Hera: Zeus’s wife and sister, queen of the gods. She is the goddess of marriage and family, and is known to heavily disapprove of Zeus’ “adventures.”

Demeter: Goddess of grain and the harvest, sister to Hera, Hestia, Zeus, Poseidon, and Hades, mother of Persephone. Winter is said to be her period of grieving for her daughter, who is confined to living in the underworld half of the year.

Hestia: Technically no longer an Olympian, as she gave her seat to Dionysus, she is still important in the greek mythos.
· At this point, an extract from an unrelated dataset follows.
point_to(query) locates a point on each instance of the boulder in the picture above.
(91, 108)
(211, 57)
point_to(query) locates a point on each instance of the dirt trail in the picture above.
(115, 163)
She is the goddess of the home and hearth and keeps the peace between her hotheaded siblings and the rest of the gods.

Apollo: Twin brother of Artemis, son of Zeus and Leto. God of poetry, music, the arts, healing, and prophecy. Often associated with the sun and archery, but not the official god of either. He is said to inspire the Oracle of Delphi, and bring in the day by riding his Chariot of the Sun.

Artemis: Twin sister of Apollo. Goddess of archery, hunting, and maidens. She herself vowed to always remain a maiden and has kept her promise. Like Apollo, she and her Moon Chariot are associated with, but not the official goddess of, the moon.

Athena: She popped out of Zeus’ head one day, fully armored. She is the goddess of wisdom, architecture, and strategy, specifically for war. She is the namesake of Athens and is the one who turned Medusa into the beast she is.

Aphrodite: Born from sea foam as mentioned before. She is the goddess of love and beauty and is said to be able to charm anyone. She is married to Hephaestus but often ignores him for the more “robust” Ares.

Hephaestus: Son of Zeus and Hera, an ugly beast of a god. So ugly in fact, his mother pushed him down the thousands of steps from Olympus. He is the god of the forge and blacksmithery and is heavily associated with fire. He is said to live in a volcano. He is known to have captured Ares and Aphrodite in the act and embarrassed them in front of the gods.

Ares: God of war, son of Zeus and Hera. He has a very unholy relationship with his cousin Aphrodite. He is often called upon and sacrificed to in times of war.

Dionysus: Son of the mortal Semele and Zeus. god of madness and wine. The most raucous and unreliable of the Olympians, yet Hestia still gifted him her spot in the throne room of Olympus.

Hermes: Messenger of the gods, who wears winged sandals. This son of Zeus and Maia carries a staff with two snakes entwined around it. He is the god of transition, travelers, and thieves. He can move at incredible speeds.